St Catharines renames park after legendary black War of 1812 soldier


Published September 30, 2021 at 1:36 pm

It’s official. St Catharines will now be renaming Centennial Park after legendary War of 1812 black soldier Richard Pierpoint.

Back in August, the city said that they had “reviewed the hundreds of name submissions for Centennial Gardens, including overwhelming support for the name Richard Pierpoint Park.”

Earlier this week, council passed the motion.

Even most of the variations for the park were all aimed at the soldier, such as Pierpoint Park, Captain Pierpoint Park and Richard Pierpoint Memorial Gardens.

The 27-acre park, initially named after the year of its creation, Canada’s Centennial in 1967, is best-known by residents for its 18-hole disc golf course, having a portion of the Merritt Trail run through it and its centre-piece, the Centennial Totem Pole, a gift to the city.

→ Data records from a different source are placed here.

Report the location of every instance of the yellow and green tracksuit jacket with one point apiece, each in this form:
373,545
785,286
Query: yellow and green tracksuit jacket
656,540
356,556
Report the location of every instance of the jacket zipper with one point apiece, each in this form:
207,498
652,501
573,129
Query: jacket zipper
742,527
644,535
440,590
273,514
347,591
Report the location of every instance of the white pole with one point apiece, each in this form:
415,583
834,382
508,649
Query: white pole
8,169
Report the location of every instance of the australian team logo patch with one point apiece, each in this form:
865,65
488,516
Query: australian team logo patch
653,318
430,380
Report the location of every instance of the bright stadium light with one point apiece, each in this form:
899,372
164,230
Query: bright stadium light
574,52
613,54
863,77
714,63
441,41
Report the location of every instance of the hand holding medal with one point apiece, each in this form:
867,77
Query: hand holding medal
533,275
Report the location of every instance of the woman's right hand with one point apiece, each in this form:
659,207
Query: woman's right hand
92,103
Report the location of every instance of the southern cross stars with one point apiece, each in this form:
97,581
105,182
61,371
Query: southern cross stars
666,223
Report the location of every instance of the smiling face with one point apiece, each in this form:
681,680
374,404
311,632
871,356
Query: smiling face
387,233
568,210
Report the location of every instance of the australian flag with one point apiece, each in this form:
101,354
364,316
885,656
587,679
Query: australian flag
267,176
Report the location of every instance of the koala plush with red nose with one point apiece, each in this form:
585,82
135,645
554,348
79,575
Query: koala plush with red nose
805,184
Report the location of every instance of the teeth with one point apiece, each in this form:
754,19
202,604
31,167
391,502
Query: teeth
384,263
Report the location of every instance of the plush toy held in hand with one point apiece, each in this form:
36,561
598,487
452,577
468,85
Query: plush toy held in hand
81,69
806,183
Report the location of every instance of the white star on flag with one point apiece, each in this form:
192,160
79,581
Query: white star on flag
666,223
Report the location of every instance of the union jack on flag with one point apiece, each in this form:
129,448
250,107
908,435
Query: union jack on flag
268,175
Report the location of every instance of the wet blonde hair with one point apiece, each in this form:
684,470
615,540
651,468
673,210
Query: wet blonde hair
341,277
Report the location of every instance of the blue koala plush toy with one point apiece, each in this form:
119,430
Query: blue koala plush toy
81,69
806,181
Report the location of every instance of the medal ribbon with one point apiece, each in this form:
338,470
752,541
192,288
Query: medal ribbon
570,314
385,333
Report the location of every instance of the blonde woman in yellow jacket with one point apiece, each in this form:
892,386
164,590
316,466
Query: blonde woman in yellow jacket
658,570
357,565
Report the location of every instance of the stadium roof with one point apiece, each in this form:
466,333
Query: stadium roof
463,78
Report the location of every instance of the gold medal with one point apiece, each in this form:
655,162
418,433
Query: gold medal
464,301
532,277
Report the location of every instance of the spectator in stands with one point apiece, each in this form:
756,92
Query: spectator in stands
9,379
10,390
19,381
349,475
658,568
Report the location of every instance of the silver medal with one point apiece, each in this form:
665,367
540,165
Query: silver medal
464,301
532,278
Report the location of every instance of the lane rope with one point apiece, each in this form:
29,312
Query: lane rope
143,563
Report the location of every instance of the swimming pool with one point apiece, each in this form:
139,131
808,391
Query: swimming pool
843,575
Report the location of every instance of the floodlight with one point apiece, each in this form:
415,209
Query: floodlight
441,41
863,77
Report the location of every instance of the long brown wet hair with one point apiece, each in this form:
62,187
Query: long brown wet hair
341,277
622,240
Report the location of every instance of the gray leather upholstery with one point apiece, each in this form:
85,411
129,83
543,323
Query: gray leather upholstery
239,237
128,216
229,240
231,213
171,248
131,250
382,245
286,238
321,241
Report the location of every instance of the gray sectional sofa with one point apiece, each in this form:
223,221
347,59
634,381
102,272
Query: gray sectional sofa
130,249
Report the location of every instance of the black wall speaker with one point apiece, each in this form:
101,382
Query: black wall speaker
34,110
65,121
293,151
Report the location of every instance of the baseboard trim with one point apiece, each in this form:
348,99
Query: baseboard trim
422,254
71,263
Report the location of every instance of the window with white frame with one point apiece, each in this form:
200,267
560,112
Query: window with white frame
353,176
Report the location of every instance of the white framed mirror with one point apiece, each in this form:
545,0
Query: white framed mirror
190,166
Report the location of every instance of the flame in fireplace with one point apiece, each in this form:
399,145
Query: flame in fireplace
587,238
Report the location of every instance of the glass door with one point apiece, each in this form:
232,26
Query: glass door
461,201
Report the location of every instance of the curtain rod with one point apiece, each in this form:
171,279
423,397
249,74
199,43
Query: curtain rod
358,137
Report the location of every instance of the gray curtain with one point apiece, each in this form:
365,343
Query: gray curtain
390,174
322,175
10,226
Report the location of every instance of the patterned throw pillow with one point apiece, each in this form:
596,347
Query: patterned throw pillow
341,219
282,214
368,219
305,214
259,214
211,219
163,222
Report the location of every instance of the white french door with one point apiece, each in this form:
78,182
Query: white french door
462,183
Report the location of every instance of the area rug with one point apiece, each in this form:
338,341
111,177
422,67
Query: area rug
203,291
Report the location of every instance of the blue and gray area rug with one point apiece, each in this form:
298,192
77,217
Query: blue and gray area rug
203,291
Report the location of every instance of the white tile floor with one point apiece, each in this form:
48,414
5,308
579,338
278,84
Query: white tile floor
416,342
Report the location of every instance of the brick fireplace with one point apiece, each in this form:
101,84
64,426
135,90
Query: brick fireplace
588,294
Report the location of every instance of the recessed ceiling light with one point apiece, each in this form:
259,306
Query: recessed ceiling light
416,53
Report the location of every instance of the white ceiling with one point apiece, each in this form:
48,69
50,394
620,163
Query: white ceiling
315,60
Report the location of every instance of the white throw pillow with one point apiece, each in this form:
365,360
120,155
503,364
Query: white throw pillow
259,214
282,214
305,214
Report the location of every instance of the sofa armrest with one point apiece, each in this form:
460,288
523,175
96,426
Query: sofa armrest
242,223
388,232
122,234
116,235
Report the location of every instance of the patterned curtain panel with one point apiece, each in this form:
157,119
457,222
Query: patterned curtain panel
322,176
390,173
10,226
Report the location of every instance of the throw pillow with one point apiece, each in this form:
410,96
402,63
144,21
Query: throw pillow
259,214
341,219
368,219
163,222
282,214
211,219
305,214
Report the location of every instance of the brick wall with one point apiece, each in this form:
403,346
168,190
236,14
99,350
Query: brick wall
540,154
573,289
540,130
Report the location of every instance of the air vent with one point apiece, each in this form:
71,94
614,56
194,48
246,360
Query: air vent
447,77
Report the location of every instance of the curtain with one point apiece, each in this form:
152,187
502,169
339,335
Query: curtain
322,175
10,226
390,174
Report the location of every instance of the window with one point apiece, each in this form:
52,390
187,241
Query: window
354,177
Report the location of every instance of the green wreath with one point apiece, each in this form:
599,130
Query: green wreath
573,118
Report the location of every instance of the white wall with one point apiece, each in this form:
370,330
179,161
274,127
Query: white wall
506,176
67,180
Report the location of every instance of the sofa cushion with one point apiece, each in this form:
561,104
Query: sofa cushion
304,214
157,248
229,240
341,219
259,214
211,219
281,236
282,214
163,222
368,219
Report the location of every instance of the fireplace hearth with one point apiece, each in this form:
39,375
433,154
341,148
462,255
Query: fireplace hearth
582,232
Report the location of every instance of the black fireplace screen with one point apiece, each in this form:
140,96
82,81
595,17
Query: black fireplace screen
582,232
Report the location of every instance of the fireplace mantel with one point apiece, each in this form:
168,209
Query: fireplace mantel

Pierpoint’s distinguished history in the area is considered to be the key reason the City was leaning towards his name for the park.

Bought to Canada as a 16-year-old slave from Senegal in 1760, Pierpoint was sold to a British soldier and later fought alongside British soldiers in the American Revolution.

Serving with the Butlers Rangers, the black troops were granted their freedom and settled in the Niagara area where they were granted land.

A portion of Pierpoint’s land was in the present Centennial Park property.

However, what Pierpoint is perhaps best-known for is fighting as a soldier in the Canadian militia during the War of 1812 while in his sixties.

He died in 1838 but in 1985, the City installed a plaque bearing his name (see below) and accomplishments in Centennial Park.